Она не смотрела ему вслед. Но еще долго сидела на скамье, потрясенная, едва сдерживаясь, чтобы не броситься за ним.
XV
Прасковья Павловна Нечитайло, женщина умная и по-своему одаренная, на окружающих обычно производила тягостное впечатление человека мрачного, подозрительного, недовольного жизнью. Глядя на нее, думалось, что ей либо немало пришлось пережить, либо профессия наложила на нее отпечаток недоброжелательности к миру. И еще она была очень упрямой. Ее так и называли: «Упрямая хохлушка!» Украинская фамилия досталась ей от мужа. Чем дольше работала Прасковья Павловна в системе правоохранительных органов, тем глубже чувствовала, как с каждым годом работа становится все тяжелее, а противодействие этой работе все изощреннее. Сама по себе нелегкая задача охраны государственных интересов все больше балансирует на грани невозможности сохранения в чистоте буквы и духа закона, а сам прокурорский работник рискует подчас не только служебным положением. Через многое прошла Прасковья Павловна, через анонимки, шантаж, служебные разбирательства, подметные письма с угрозами расправы — только упрямство, считала, и спасало ее. Упрямо до конца стояла на своем, как ни изгалялись недруги, но сделать с ней ничего не смогли.
Дома почти взрослые сыновья подтрунивали над ней. Ведь даже яичницу мама солила в точном соответствии с указанием поваренной книги. И только муж любил и понимал ее. А с тех пор, как однажды, лет пятнадцать назад, она призналась ему, что потеряла веру в людей, в те идеалы, на которых воспитана, в его любви к ней появилась щемящая жалость и горестная нежность.
Муж юристом не был, он вообще был далек от гуманитарной сферы и об идеальном имел смутное представление, зароненное, однако, на необязательных для будущего инженера-строителя лекциях по диамату. Что считает своим идеалом жена, он тоже по простоте душевной особенно много не думал. Но, услышав от нее признание, стал размышлять. Сыновья спустя какое-то время заметили в отце перемену: он стал мягче, душевно подвижнее, он словно все время находился на страже, берег что-то или кого-то. И чем угрюмее становилась мать, тем светлее отец. Супруги больше не касались больной темы. Они все меньше выписывали газет, почти не смотрели телевизор, редко ходили в кино, только на индийские или бразильские фильмы.

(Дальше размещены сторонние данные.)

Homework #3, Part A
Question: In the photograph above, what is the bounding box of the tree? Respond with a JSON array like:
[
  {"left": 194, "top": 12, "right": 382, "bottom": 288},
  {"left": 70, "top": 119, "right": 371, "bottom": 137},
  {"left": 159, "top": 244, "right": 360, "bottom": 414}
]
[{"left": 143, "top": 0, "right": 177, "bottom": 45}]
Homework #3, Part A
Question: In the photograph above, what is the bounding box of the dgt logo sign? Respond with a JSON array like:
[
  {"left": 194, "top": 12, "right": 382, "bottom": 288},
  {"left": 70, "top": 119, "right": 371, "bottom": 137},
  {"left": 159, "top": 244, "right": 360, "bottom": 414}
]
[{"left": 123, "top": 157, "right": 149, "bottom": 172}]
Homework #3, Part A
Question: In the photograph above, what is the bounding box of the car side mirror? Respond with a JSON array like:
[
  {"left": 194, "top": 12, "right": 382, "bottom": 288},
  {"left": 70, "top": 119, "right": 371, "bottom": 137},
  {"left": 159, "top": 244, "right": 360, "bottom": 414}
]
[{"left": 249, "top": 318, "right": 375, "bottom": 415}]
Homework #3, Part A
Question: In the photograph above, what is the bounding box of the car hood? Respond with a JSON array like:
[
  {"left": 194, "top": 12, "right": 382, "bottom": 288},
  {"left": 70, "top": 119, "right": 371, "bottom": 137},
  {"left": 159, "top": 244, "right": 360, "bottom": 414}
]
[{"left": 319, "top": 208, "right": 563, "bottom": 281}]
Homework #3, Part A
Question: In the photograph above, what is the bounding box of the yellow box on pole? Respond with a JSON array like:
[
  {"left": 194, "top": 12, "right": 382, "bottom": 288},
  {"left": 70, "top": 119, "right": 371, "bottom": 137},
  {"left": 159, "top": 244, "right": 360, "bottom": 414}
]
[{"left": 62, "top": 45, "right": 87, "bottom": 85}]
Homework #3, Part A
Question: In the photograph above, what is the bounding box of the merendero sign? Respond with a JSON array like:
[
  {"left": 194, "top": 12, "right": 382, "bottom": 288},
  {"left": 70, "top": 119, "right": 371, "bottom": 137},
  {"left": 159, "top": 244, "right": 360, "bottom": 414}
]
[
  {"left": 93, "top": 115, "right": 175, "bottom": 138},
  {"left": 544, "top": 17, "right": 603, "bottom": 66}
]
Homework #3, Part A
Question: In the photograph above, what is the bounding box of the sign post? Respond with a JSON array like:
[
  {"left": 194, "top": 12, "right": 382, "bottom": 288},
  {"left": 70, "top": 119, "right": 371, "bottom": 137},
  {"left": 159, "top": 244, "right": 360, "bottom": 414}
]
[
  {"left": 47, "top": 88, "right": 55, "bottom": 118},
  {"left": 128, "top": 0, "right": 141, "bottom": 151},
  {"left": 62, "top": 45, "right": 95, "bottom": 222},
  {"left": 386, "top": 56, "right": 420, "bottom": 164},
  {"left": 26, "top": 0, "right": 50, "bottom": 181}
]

Их детство прошло в ту пору, когда все всем было предельно ясно: кто вождь народа, кто враг народа, кому народ обязан победоносными пятилетками и победоносным разгромом фашизма. Черное — черное, белое — белое. Серых, палевых и прочих оттенков не имелось. По стране гуляли амнистированные бандиты. Вырезали кошельки, выламывали у неостывших трупов золотые коронки. Явное социальное зло требовало нетерпимой борьбы. По призыву комсомола Поля Нечитайло пошла в юридический институт. Свою будущую специальность считала нужнейшей, без которой государственность вообще немыслима, ибо соединены вместе государство и право.
А в самое последнее время она вообще не могла попять происходящее. Один раз уже начинали жить по-новому. Как поверить, что на сей раз навсегда и всерьез, если вера убита? Только с мужем и делилась нравственными муками своими. А он взахлеб о демократизации — директора избираем, по чести, по знаниям; хозрасчет вводим — заживем, ворюгам на лапу этим самым хозрасчетом и наступим! Посмотрела Прасковья Павловна на своего Владимира Гавриловича ясным взором и сказала: «Поднять за директора руку легко, поймать его за руку трудно».